DAX1 IN AGRP NEURONS REGULATES THERMOGENESIS VIA GR-HDAC3-MEDIATED CRFR1 SUPPRESSION

Objectives: The arcuate nucleus of the hypothalamus plays a pivotal role in metabolic homeostasis by integrating the functions of AgRP and POMC neurons. Dax1, a nuclear receptor-like transcription factor, is highly enriched in AgRP neurons, however, its role in energy balance regulation remains largely unexplored. Here, we demonstrate the function of Dax1 in hypothalamic AgRP neurons and its contribution to systemic energy homeostasis and thermogenesis in mice.
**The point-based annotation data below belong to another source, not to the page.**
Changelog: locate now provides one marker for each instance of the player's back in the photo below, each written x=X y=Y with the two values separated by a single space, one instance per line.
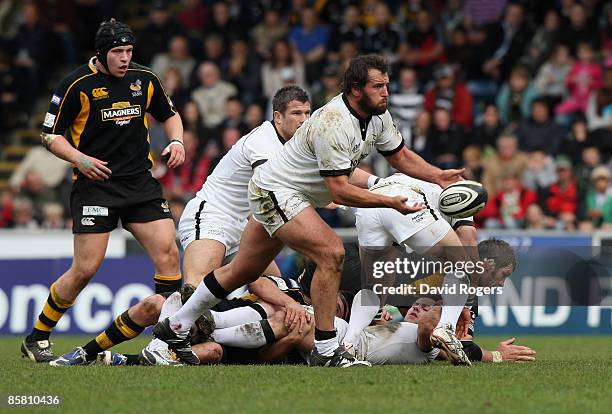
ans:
x=227 y=185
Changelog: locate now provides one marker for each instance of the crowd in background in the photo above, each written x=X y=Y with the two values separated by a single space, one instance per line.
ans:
x=518 y=93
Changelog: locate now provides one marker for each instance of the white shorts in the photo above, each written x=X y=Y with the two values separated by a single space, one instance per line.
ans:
x=203 y=221
x=273 y=209
x=379 y=227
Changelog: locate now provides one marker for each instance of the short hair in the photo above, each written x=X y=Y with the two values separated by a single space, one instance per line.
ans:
x=499 y=251
x=286 y=94
x=357 y=72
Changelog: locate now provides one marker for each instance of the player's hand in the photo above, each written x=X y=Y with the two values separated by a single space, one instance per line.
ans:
x=93 y=168
x=175 y=153
x=516 y=353
x=463 y=323
x=401 y=204
x=447 y=177
x=296 y=316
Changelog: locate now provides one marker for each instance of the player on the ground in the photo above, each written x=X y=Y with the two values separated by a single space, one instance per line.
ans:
x=312 y=170
x=97 y=121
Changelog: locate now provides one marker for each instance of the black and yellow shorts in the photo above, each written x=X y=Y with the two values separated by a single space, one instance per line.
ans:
x=97 y=206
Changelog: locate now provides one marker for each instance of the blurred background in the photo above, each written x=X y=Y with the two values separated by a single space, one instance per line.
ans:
x=518 y=93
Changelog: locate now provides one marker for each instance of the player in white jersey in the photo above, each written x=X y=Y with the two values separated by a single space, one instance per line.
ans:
x=313 y=169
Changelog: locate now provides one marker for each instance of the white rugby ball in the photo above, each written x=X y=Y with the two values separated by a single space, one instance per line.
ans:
x=462 y=199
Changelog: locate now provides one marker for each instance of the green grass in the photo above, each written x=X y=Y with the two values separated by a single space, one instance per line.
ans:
x=571 y=375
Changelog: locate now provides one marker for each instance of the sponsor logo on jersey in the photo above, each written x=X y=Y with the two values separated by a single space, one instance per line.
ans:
x=95 y=211
x=49 y=120
x=121 y=113
x=136 y=87
x=99 y=93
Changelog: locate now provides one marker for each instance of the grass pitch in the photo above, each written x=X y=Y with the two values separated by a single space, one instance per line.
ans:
x=571 y=375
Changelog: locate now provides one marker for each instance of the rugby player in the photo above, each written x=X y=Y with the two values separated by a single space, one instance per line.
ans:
x=313 y=169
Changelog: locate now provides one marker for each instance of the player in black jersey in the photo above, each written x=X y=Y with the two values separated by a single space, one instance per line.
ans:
x=97 y=121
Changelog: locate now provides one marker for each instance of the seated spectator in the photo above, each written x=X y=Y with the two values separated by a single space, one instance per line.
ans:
x=445 y=140
x=515 y=96
x=550 y=81
x=584 y=77
x=212 y=94
x=507 y=160
x=599 y=108
x=598 y=201
x=270 y=30
x=53 y=217
x=450 y=94
x=310 y=40
x=23 y=214
x=178 y=57
x=485 y=135
x=284 y=65
x=472 y=162
x=508 y=207
x=562 y=200
x=539 y=131
x=540 y=173
x=406 y=101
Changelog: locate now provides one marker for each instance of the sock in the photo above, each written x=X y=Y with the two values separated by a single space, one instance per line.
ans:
x=239 y=316
x=207 y=295
x=452 y=304
x=250 y=335
x=366 y=306
x=326 y=342
x=53 y=310
x=122 y=329
x=167 y=283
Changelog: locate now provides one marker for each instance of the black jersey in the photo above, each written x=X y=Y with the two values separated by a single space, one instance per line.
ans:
x=104 y=116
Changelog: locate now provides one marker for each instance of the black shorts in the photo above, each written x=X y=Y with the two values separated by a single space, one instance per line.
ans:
x=97 y=206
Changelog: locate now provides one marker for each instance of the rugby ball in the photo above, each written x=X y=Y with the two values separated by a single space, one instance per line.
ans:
x=462 y=199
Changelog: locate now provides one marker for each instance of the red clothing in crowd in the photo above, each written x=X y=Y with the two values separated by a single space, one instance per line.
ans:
x=462 y=104
x=562 y=200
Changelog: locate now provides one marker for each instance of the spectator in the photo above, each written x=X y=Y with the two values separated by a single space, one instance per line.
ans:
x=450 y=94
x=507 y=160
x=284 y=67
x=550 y=81
x=486 y=134
x=212 y=94
x=406 y=101
x=159 y=30
x=383 y=37
x=599 y=109
x=579 y=30
x=539 y=131
x=584 y=77
x=598 y=201
x=508 y=207
x=23 y=214
x=422 y=49
x=515 y=96
x=268 y=32
x=445 y=140
x=177 y=57
x=539 y=173
x=508 y=41
x=562 y=197
x=310 y=40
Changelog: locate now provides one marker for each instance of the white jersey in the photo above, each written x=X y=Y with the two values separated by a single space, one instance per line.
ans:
x=331 y=143
x=227 y=185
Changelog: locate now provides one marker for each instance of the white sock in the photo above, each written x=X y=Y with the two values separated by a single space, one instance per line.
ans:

Methods: We generated AgRP neuron-specific Dax1 conditional knockout mice and assessed their physiological and metabolic responses under high-fat diet feeding and cold exposure. Energy expenditure, brown adipose tissue (BAT) thermogenesis, neuronal activation, and neuropeptide expression were evaluated. Molecular mechanisms were investigated by gene expression analysis, chromatin immunoprecipitation, and biochemical assays.
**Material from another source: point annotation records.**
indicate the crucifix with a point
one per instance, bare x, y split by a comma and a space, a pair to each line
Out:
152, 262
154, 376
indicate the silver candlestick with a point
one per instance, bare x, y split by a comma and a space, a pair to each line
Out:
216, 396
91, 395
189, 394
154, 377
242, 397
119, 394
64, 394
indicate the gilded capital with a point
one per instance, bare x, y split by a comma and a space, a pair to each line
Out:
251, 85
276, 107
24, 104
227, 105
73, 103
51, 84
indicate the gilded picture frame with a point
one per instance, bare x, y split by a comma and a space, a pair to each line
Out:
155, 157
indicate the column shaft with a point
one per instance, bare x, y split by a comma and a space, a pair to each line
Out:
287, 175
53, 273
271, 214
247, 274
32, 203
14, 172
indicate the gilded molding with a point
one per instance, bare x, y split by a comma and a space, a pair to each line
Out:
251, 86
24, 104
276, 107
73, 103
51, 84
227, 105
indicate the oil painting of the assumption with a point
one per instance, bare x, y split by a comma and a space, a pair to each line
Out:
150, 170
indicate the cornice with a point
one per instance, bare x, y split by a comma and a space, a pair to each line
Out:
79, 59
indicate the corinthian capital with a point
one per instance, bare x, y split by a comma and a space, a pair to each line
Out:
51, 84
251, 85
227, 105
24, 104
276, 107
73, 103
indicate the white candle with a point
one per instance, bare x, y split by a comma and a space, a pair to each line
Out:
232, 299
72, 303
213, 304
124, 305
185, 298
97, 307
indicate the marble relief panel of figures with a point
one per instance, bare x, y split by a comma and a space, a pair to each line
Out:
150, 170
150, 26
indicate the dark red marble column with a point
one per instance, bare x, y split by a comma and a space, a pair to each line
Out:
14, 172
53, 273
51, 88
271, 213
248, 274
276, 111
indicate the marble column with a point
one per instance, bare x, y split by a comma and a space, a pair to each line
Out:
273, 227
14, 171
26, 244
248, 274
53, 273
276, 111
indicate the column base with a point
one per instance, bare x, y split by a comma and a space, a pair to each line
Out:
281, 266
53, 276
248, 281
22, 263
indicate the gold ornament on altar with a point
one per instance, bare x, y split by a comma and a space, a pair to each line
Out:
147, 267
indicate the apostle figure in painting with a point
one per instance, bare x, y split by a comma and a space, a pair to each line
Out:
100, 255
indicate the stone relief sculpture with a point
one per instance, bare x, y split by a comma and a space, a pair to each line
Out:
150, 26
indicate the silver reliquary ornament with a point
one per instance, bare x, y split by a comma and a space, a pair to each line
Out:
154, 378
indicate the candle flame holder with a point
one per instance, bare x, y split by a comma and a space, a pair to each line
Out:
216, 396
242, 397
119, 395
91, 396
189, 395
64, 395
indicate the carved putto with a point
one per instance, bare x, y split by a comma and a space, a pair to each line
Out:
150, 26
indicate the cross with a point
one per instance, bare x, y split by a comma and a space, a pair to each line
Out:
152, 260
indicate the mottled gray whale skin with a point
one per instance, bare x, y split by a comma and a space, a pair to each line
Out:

Results: We show that conditional deletion of Dax1 in AgRP neurons enhances energy expenditure, stimulates BAT thermogenesis, and confers resistance to diet-induced obesity in female mice. Notably, these mice exhibit blunted AgRP neuron activation upon cold challenge. Mechanistically, corticotropin-releasing factor receptor type 1 (CRFR1), a key regulator of AgRP neuronal excitability, was upregulated in Dax1-deficient AgRP neurons. We further identified that Dax1 recruits the HDAC3 corepressor complex to the glucocorticoid receptor at the glucocorticoid response element within the Crfr1 promoter, thereby repressing Crfr1 transcription in response to glucocorticoid signaling.
Conclusion: Our findings establish Dax1 as a critical transcriptional repressor of Crfr1 in AgRP neurons, linking hypothalamic steroid signaling to the regulation of adaptive thermogenesis and systemic energy balance.